Why Rust's `std::collections` is absolutely fantastic

My last blog post was about all the short-fallings and problems std::collections has. This post will be about the opposite: all the good things about std::collections and what other languages can learn from Rust.

This post is a part of an on-going series of posts criticizing and praising various parts of Rust.

The philosophy of std::collections

Rust has an intentionally small set of collections. This has both advantages and disadvantages.

For one, the surface area becomes smaller, which allows libstd to focus on the support and performance of a few really good collections.

Another advantage is the fact that the user can easier choose which collection. If you take Java’s standard library, which is arguably bloated, the programmer is often confused about which data structure to use. Rust’s small sets of primitives is easier to work with.

If a specialized data structure really is needed, crates.io contains many cool implementations of various data structures, including some really specialized ones. That just proves that the Rust ecosystem is healthy.

When is a primitive appropriate for the standard library?

There are generally two factors to consider:

  1. Standardization: The standard library serves for consituting some uniformity between libraries. This includes (but is not limited to) API interoperability, familiar API.

  2. Convenience: Many primitives in the standard library are there simply for the sake of convenience.

Rust’s standard library is the smallest set of primitives which are sufficient per the factors above. The collection module is no different: The smallest viable set of collections for standardization and convenience is provided.

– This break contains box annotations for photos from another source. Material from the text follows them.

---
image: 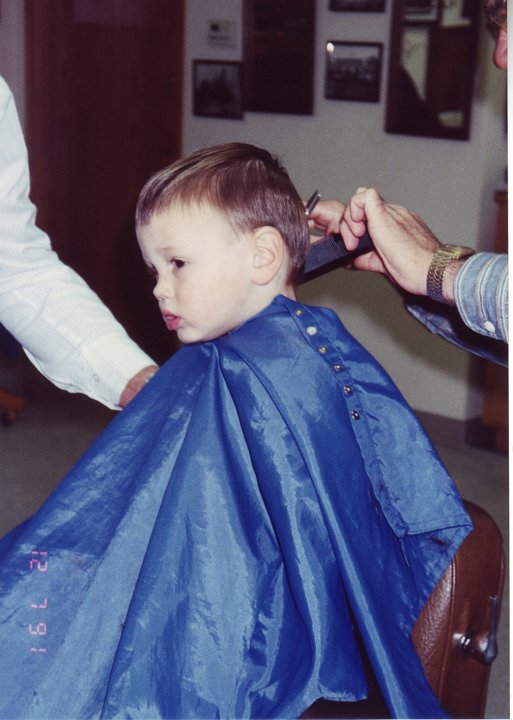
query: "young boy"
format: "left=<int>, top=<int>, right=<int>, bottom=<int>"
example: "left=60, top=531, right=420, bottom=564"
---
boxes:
left=0, top=144, right=469, bottom=719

I think the std::collections accomplishes that pretty well. It contains a few, frequently used structures, such as hash tables, B-trees, and vectors.

Vec<T>

Vector growth

Most programmers are familiar with vectors, the growable contiguous array with random-access property. Indeed, it is a very simple and well-defined structure. It is not a particularly elegant structure, but it is practical, simple, and fast.

The only thing that is really implementation defined is the reallocation strategy. Vectors tries to avoid excessive allocations by allocating some extra capacity, making pop/push amortized O(1). I think the choice of strategy is a sane one. It’s relatively simple: The initial allocation is some constant number of elements, when the capacity is reached, multiply it by two.

The API is very similar to C++’s std::vector. Rust has no overloaded syntax with respect to initializing it, however it provides macro vec!, which allows for doing exactly that.

Vec::new() does not do an initial allocation, this is based off the observation that many vectors are empty throughout their life. This mean that we can (without calling malloc) initialize an empty vector with capacity zero. This will simply set the start point to 0x1 (the reason it isn’t null is because Rust has a language-supported optimization, which makes type marked as non-null nullable in certain tagged unions).

Side note: Rust’s allocation API

A simple diagram comparing the two

One of my favorite aspects of Rust is that it provides a malloc API which has actually been thought about, in contrast to most other APIs (I’m looking at you libc malloc).

There are two main differences from malloc:

  1. The programmer provides the size. Instead of doing free(pointer), you do free(pointer, size). That might seem like a minor change (and maybe even annoying), but the motivation is pretty clear: Due to the limitations of the libc malloc API, most allocators add a the size to the block metadata of the allocation. This ranges from 2-8 bytes¹, but if you think about it, that’s quite a lot for small allocations¹. The information is redundant, because the user almost always know the size of the buffer. For example, Vec would only have to provide its capacity, etc.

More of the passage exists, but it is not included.